I added a few birds to my personal life list during our Feb. 6 visit to Ridgefield National Wildlife Refuge.
Wilson’s Snipe, a TON of ’em! I knew they were there, but I didn’t know what they were until I got home. They were so well camouflaged in the weeds, mud and water, all I knew is there was movement in front of my lens, I had no idea what it was.
I was too focused on capturing a shot of another new bird for my list …
… the Killdeer. This dramatically clad bird really stood out on the shoreline, his red eye ring shining. The Killdeer is among N.A.’s “most widely distributed shorebird,” according to Birds of Washington State, and is also the bird that is known for the broken wing trick, used to lure predators away from their nest.
This Pied-billed Grebe appeared and then disappeared before I could get more than a couple of shots at it. All I knew was the profile and size and movement of the bird was different from any I had ever seen before.

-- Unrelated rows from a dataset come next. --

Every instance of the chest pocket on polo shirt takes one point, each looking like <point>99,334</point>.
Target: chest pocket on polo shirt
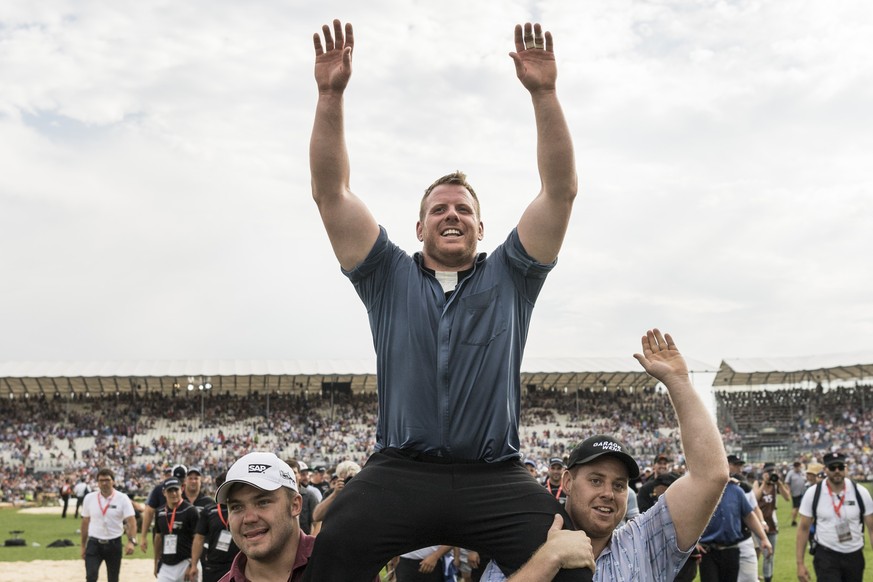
<point>479,318</point>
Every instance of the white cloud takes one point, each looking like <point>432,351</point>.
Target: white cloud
<point>154,199</point>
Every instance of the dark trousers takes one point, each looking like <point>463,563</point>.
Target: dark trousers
<point>720,565</point>
<point>837,566</point>
<point>396,505</point>
<point>95,553</point>
<point>407,571</point>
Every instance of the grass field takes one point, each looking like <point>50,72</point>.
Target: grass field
<point>44,528</point>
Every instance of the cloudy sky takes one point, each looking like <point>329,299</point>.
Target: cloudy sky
<point>154,178</point>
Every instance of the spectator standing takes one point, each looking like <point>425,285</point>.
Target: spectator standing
<point>553,482</point>
<point>212,534</point>
<point>839,525</point>
<point>80,490</point>
<point>65,492</point>
<point>261,494</point>
<point>449,328</point>
<point>156,499</point>
<point>796,481</point>
<point>767,490</point>
<point>720,542</point>
<point>106,514</point>
<point>652,547</point>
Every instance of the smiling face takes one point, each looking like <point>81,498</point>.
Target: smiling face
<point>555,470</point>
<point>263,523</point>
<point>105,483</point>
<point>597,496</point>
<point>450,228</point>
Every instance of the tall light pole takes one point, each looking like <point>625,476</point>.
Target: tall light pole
<point>203,387</point>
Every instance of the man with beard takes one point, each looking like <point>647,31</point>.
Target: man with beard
<point>653,546</point>
<point>260,493</point>
<point>105,515</point>
<point>837,507</point>
<point>449,326</point>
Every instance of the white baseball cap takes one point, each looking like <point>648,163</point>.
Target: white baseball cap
<point>262,470</point>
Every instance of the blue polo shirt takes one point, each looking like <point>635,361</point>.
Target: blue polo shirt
<point>448,368</point>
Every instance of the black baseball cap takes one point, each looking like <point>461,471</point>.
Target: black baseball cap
<point>831,458</point>
<point>599,445</point>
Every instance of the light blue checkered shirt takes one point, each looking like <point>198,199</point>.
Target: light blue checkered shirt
<point>644,549</point>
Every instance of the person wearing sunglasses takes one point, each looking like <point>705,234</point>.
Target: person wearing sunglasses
<point>837,508</point>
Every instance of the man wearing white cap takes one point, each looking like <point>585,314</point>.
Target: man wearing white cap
<point>654,546</point>
<point>263,508</point>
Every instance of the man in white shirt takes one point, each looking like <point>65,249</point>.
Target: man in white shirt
<point>841,506</point>
<point>106,513</point>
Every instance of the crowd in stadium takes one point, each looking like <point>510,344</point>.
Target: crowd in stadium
<point>45,440</point>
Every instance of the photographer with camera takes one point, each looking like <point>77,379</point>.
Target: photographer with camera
<point>766,491</point>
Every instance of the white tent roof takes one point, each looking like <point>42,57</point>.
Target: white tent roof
<point>284,376</point>
<point>856,366</point>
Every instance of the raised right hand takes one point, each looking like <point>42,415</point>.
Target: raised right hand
<point>333,61</point>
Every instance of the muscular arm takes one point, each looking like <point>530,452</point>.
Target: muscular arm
<point>757,527</point>
<point>693,498</point>
<point>544,223</point>
<point>148,515</point>
<point>351,228</point>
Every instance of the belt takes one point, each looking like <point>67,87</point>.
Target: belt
<point>716,546</point>
<point>99,541</point>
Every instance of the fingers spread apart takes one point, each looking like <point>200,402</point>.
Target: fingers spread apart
<point>336,40</point>
<point>531,37</point>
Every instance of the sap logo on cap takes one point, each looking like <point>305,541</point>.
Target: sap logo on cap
<point>608,445</point>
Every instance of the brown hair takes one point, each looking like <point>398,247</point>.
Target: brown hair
<point>457,177</point>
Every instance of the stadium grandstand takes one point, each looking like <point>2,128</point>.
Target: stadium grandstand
<point>62,420</point>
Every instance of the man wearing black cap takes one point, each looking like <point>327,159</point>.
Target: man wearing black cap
<point>838,510</point>
<point>175,524</point>
<point>654,546</point>
<point>156,499</point>
<point>646,495</point>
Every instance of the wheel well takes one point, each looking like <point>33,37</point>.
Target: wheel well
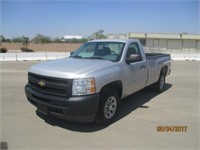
<point>164,70</point>
<point>116,85</point>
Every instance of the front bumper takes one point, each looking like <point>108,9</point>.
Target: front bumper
<point>78,109</point>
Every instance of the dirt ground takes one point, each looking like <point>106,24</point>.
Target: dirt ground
<point>50,47</point>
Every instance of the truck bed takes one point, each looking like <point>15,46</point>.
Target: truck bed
<point>156,55</point>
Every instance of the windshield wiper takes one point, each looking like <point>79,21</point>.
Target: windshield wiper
<point>96,57</point>
<point>76,57</point>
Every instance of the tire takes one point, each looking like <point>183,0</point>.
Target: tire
<point>108,106</point>
<point>160,84</point>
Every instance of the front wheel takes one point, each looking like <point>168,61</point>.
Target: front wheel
<point>109,103</point>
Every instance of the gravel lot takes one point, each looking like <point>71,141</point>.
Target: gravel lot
<point>146,120</point>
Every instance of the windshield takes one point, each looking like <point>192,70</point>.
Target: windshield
<point>100,50</point>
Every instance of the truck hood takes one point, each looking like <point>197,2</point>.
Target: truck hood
<point>69,67</point>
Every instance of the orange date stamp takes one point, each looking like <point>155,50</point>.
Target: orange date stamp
<point>171,128</point>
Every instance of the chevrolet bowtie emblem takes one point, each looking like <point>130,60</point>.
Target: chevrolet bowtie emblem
<point>42,83</point>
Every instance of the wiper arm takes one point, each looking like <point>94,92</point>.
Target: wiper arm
<point>76,56</point>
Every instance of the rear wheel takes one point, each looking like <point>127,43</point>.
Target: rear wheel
<point>109,103</point>
<point>160,84</point>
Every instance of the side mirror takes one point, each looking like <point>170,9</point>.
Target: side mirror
<point>133,58</point>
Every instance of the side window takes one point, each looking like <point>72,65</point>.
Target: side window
<point>133,48</point>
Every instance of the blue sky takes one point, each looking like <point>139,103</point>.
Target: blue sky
<point>56,18</point>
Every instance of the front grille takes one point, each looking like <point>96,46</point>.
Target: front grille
<point>53,86</point>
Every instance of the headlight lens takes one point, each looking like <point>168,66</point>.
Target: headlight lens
<point>83,86</point>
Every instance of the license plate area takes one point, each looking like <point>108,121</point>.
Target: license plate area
<point>42,108</point>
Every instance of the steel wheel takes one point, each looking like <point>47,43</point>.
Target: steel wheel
<point>110,107</point>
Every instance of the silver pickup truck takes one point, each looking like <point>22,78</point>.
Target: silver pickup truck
<point>88,85</point>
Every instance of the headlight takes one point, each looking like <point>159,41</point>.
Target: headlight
<point>83,86</point>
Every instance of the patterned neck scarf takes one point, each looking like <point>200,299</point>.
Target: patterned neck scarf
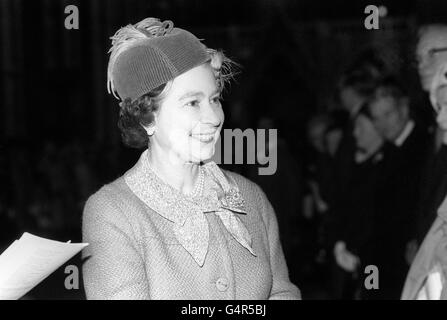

It wasn’t until I got home that I was able to ID him.
That is one funky looking bird.
” … the most widespread grebe species in North America, yet it is not always easy to find. Shy and retiring by nature … when frightened by an intruder, this grebe will slide noiselessly under the water’s surface, with only its bill and eyes exposed.” ~Birds of Washington State, Lone Pine Publishing
I could not get over the big bill on this Mallard-mutant-like duck, the Northern Shoveler. Whoa!
“Socially, they occasionally work together in groups while feeding, rotating like a pinwheel, stirring up the surface water and skimming it for food particles.” ~ iBird West app
Sandhill Cranes are showing up at the refuge, pick a sunny day and go!